Closed Joseph94m closed 5 years ago
@Joseph94m thanks for your issue, we'll discuss it :) Do you think it's related to #264 , #40 , #233 ?
@faneshion this might also affect our 2.0 generator: https://github.com/faneshion/MatchZoo/blob/03e9bc0ac77edd5f299801511f550e25de965f7a/matchzoo/generators/point_generator.py#L64-L97
Yes, I think the issue is related to the others because they also seem to be about memory leaks.
It is also my case where when I increase the size of the training corpus as well as the size of the relation files, the program gets really slow: for example, with a 500 mb corpus, and a relation file of 1GB (100k queries), the training time is abhorrently long. Maybe I misunderstood the configuration parameters? I tried reducing the display_interval (which is the steps in epoch) from 10 to 1. I also reduced the query_per_iter to 10 from 50. But it's still taking a long time.

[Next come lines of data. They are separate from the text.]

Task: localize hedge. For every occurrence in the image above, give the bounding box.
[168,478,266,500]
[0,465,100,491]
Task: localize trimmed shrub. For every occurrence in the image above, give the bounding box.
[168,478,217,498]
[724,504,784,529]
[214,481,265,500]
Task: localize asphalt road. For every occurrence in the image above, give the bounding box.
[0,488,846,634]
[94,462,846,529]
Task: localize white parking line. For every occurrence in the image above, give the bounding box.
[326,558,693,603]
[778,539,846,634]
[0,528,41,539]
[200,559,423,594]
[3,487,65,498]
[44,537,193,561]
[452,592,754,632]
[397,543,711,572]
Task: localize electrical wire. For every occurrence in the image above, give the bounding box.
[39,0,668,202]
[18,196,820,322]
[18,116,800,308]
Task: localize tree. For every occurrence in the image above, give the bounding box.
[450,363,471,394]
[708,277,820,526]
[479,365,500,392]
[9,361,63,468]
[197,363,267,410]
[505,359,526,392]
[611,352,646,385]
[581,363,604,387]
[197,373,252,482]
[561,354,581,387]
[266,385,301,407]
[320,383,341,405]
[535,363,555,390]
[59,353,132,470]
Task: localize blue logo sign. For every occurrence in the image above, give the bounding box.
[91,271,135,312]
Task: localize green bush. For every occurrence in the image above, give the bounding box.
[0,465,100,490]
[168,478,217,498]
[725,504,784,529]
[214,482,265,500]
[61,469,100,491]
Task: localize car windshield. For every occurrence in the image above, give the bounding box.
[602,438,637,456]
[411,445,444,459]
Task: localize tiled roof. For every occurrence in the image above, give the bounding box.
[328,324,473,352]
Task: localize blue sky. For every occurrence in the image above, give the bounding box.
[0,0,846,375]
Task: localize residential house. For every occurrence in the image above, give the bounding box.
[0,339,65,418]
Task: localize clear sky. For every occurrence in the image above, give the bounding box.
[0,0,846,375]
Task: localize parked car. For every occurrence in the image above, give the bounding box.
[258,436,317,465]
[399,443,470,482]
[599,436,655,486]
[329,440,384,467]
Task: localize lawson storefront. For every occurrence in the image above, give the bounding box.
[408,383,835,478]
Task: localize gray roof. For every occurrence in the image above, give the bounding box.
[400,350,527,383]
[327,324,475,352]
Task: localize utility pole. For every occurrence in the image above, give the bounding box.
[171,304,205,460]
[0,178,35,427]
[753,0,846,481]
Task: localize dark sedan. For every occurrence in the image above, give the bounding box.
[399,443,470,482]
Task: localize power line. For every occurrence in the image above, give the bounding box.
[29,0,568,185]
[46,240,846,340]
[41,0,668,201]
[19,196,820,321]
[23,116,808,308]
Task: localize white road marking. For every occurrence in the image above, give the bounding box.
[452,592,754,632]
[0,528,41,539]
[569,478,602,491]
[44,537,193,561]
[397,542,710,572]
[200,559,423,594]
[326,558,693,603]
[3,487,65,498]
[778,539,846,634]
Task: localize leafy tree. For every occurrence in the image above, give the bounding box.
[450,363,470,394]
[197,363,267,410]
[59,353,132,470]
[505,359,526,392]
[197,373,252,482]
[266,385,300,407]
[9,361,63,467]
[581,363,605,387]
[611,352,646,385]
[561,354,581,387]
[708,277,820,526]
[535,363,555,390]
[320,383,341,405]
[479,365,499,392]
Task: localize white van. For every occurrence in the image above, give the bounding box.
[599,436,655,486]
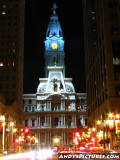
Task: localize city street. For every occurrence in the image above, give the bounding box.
[0,150,58,160]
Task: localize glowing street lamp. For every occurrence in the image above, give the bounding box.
[54,138,59,143]
[0,116,5,152]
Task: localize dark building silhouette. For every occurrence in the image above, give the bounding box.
[83,0,120,147]
[0,0,25,109]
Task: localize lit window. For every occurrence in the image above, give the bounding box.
[0,62,3,67]
[3,4,6,8]
[13,48,15,52]
[13,62,15,67]
[2,11,6,15]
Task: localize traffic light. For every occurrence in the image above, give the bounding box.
[24,128,29,135]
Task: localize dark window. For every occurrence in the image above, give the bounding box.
[112,40,120,58]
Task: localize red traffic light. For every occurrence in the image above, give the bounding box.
[25,128,29,133]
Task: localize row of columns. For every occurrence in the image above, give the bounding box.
[35,131,72,147]
[37,101,73,111]
[25,114,76,128]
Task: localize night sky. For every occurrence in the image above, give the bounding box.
[23,0,86,93]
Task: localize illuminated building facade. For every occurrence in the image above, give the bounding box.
[83,0,120,147]
[23,4,87,147]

In addition to that, before I made the change to the make_pair_iter, my program was running out of memory at around the 70th iteration, which lead me to assume that there was a memory leak somewhere since iterations are independent, and that is why I moved the initializtion of pair_list to make it local (inside of the while).
@Joseph94m Yes, this is a critical issue in MatchZoo. I'll discuss with other people about it.
Probably we'll first fix it in branch 2.0, then master.
Any update on this issue?
@daltonj We've impelmented PairGenerator, PointGenerator and ListGenerator under branch 2.0. We're still working on the integration test :)
Closed due to inactivity.
Hey,
I think the pair_list=[] should be moved under the While True statement in make_pair_iter function in pair_generator.
Why? Because we want pair_list to be reset for each time we need to yield training pairs to the model. Otherwise, pair_list will keep growing in memory as make_pair_iter never actually returns since it uses yield. This will ultimately yield to the list growing and causing a memory problem.